Penguins Prediction Rewind: Sidney Crosby, Evgeni Malkin still eat up ice time
Note: Last summer, beat writer Jonathan Bombulie made a series of predictions leading up to the start of the 2017-18 season. Some of them were hilariously off the mark. In this series, Bombulie will explain what he was thinking and where his logic went off course.
Unlike last season, Sidney Crosby and Evgeni Malkin won’t both average less than 20 minutes of ice time per game.
— Crosby and Malkin are both on the other side of 30 now, but their play hasn’t slowed down appreciably. Crosby’s goal total of 44 last year was his biggest since 2009-10. Malkin’s total of 33 was his largest since 2011-12. Both players still prefer more ice time than less and they’re physically capable of handling it.
— Coach Mike Sullivan could afford to roll four lines fairly evenly in the past largely because of the quality of his third- and fourth-line centers, Nick Bonino and Matt Cullen. With Bonino and Cullen gone via free agency, his bottom two lines will be centered by Carter Rowney, Jay McClement or a third-line player GM Jim Rutherford acquires in a trade. It seems likely Sullivan will be more tempted to double-shift Crosby and Malkin in big spots more than he has in the past.
In a Twitter poll, 70 percent of voters thought Crosby and Malkin would both average less than 20 minutes of ice time per game. A comment from Facebook:
“The really scary scenario is Malkin or Crosby being out for several games. Then you might see two lines centered by McKegg and McClement, neither of whom is the real McCoy.”
WHAT ACTUALLY HAPPENED
The specific prediction – “Maybe Malkin plays fewer than 20 minutes per game, but Crosby probably won’t” – was right on the money.
Crosby’s ice time went up to 20:41 per game after sitting at 19:53 the previous season. Malkin’s ice time went up slightly, from 18:37 to 18:59.
The Penguins’ depth chart at center changed dramatically throughout the season. Carter Rowney and Greg McKegg centered the bottom six on opening night. They were pushed out of the lineup by trades for Riley Sheahan in October and Derick Brassard in February.
The trades didn’t have an appreciable impact on Crosby’s minutes. In fact, he averaged 19:54 before the Penguins added Sheahan, 20:21 after the Penguins added Brassard and 20:56 in between.
The biggest reason his ice-time total went up from the previous season was probably Sullivan’s penchant for using Crosby to take important defensive zone draws, especially late in games. He didn’t do that as much when Cullen and Bonino were on the roster.
THE FLAWS IN THE LOGIC
The logic wasn’t flawed, per se, but the whole discussion was unnecessarily complicated.

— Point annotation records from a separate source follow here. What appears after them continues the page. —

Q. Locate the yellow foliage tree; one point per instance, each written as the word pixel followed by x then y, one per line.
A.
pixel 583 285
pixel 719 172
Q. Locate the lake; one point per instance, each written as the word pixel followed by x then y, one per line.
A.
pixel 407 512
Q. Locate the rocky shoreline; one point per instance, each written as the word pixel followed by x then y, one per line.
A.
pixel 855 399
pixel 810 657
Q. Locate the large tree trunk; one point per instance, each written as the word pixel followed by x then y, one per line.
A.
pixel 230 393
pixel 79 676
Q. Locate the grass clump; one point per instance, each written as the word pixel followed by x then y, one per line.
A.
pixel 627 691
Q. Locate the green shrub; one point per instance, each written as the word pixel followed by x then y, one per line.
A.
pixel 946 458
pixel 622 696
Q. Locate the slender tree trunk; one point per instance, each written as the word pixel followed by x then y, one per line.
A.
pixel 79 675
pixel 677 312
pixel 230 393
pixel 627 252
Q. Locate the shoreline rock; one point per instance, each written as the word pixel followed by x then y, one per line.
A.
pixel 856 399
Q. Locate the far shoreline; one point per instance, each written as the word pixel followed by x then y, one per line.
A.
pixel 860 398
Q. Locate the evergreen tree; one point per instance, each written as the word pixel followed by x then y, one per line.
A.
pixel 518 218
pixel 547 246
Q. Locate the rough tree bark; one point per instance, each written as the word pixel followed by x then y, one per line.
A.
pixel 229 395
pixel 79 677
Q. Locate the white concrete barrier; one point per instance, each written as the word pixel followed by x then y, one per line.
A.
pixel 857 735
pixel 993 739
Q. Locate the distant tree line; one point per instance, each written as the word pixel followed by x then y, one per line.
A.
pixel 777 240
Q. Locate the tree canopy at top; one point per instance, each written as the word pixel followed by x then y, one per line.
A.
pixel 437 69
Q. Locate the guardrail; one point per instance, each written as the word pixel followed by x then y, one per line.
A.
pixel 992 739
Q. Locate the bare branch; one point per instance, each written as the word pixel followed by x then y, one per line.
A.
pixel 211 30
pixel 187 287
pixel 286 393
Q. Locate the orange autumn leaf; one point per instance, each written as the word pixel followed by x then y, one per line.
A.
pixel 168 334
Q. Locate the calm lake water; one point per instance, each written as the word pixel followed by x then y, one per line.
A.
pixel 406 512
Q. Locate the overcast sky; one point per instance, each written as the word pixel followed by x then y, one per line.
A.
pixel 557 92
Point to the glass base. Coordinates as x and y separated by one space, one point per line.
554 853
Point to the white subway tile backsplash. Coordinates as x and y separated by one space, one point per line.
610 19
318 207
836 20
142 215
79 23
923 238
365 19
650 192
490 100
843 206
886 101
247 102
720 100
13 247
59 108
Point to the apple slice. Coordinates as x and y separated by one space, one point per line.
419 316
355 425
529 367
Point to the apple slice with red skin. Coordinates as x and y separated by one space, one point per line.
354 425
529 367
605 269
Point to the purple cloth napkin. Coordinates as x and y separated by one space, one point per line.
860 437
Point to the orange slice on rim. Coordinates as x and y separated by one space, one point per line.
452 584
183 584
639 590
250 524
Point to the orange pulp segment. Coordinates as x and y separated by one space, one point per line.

For as long as his star centers hold up physically, Sullivan is going to play Crosby around 20 or 21 minutes per game and Malkin around 18 or 19. Deviation from that standard will be measured in seconds, not minutes, and will probably be due to circumstances more than a grand plan involving elaborate double-shifting scenarios.
For a coach, handing out ice time is more an art than a science. When making predictions, it’s probably best to discuss such topics in broad strokes.